The two met at industry conferences and their passion for the same ideals shown through. “It was a natural progression, evolving from a personal friendship to a strategic business partnership, where I would do the design and engineering and Chris would do the construction,” Pedranti says.
For them, it all comes down to where and how we choose to live. “It makes no sense to ask our clients to raise their families and children in a home built out of toxic materials. At the same time, not using these materials means the people working for us, on the floor of the factory day-to-day, they stay healthy, too,” Corson says.
So in June 2016, the two companies announced a partnership to design and build the most energy-efficient prefabricated homes in North America—built to Passive House standards, with solar-optimized orientation and high performance windows, using the same sort of sustainable, healthy materials clients had come to expect from both companies.
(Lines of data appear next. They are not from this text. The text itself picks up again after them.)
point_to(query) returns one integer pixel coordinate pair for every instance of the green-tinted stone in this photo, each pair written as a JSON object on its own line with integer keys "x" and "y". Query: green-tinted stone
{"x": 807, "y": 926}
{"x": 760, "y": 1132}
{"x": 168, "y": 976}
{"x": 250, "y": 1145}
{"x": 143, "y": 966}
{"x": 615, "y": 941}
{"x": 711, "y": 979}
A typical RPA/Ecocor home, called the SOLSKEN line, will contain FSC-certified lumber, zero-VOC insulations, and chemical sealers, with materials manufactured short distances away, reducing embodied energy.
In the Ecocor factory, panelized walls, floors, and other components are fabricated with the latest technology in a highly controlled environment, and much of the construction waste is reused in other projects. That means reduced waste and reduced time-to-completion, all cost savings that can be transferred to the customer, making these types
of homes even more accessible.
“We really are trying to take a big-picture look at what it is we’re doing, why and how we’re doing it, and how we can apply the most sustainable and benevolent methodologies—both internally and externally,” Corson says. “We are in 2017. Everyone should have this. Every family deserves this.”